FOOKS: That sounds amazing. It's neat to hear how you spoke into the movie’s authenticity.
CHRIQUI: Yeah, it was a really cool experience, and it was awesome being able to use my really deep technical knowledge for something non-technical.
FOOKS: So when you met with the "Ad Astra" film team, what were they most interested in learning about?
CHRIQUI: It was interesting. We spent a lot of time with them. We showed them some stuff, and the things they were most excited about were basic facts about space that I kind of took for granted. We showed them pictures of the surface of other planets and explained how probes went to Venus and shared about other human space exploration missions.
Someone mentioned the fact that the universe is expanding, and they asked, "Well, how do you know that?” and a coworker — Samantha Edgington — told them, "I helped measure it.” She broke down this insane experiment that she did in graduate school and succinctly explained it and got all these guys to understand it in two minutes. That’s how you know someone's really smart — when they can take something super complicated and break it down like that.
FOOKS: That’s incredible.
CHRIQUI: You could see the team’s excitement in learning all about space, and that was pretty cool. And then being able to tie it in with Lockheed Martin … explaining how every single thing that's been to Mars has been influenced by Lockheed Martin.
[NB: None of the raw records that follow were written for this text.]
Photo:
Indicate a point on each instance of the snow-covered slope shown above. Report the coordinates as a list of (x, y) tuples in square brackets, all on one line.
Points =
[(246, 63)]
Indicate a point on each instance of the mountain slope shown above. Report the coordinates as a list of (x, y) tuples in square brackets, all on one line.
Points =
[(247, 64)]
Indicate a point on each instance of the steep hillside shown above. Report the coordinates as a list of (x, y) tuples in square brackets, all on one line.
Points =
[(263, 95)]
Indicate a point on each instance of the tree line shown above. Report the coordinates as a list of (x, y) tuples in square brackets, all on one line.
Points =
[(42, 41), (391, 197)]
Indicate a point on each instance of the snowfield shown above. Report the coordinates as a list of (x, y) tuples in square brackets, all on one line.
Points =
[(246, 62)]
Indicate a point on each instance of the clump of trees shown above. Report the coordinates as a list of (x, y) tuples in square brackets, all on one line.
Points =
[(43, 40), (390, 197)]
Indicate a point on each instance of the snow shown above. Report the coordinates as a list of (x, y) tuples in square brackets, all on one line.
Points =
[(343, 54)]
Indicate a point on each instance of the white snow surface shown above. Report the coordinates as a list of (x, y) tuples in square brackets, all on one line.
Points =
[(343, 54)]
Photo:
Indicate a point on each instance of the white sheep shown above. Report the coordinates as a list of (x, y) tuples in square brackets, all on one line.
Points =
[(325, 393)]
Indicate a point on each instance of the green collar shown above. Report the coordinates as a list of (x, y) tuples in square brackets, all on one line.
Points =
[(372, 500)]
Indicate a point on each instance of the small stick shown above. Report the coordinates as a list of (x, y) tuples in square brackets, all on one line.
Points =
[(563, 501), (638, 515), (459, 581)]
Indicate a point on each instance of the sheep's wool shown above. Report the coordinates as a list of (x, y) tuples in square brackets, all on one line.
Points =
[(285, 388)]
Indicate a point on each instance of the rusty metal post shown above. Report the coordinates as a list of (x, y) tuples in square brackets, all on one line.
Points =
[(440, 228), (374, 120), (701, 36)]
Or [nearly] every high-definition image of the sun has been taken by an instrument built in the building that we were standing in.
FOOKS: I'm sure it felt good to leave that conversation knowing you really helped influence some mindsets. Did anything surprise you?
CHRIQUI: They were interested so much in the science, but they also wanted to know how everything looked. They were real visual people, and that’s the language that resonated with them. We showed them photos and a video of some Apollo something astronauts, like, falling over on the moon.
We talked about everything from nuclear technologies and space elevators to moon buggies.
They asked good questions like, "How do we get past the moon? How do we send a rocket to Mars? How do we send a rocket further than Mars?”
FOOKS: What’s your take on humanity’s progress in that area? Do you think we’ll end up colonizing Mars or other planets?
CHRIQUI: I think we have to. There used to be a billion people on Earth and we’re still growing and having longer life expectancies and there just isn't enough space. So either you get people off the planet, or you figure out some other very novel solution.
It’s kind of how humans work, right? I think humans are naturally explorers, and we idolize other explorers like Marco Polo and Amerigo Vespucci. We gravitate toward figuring out what else is out there and how we can get there.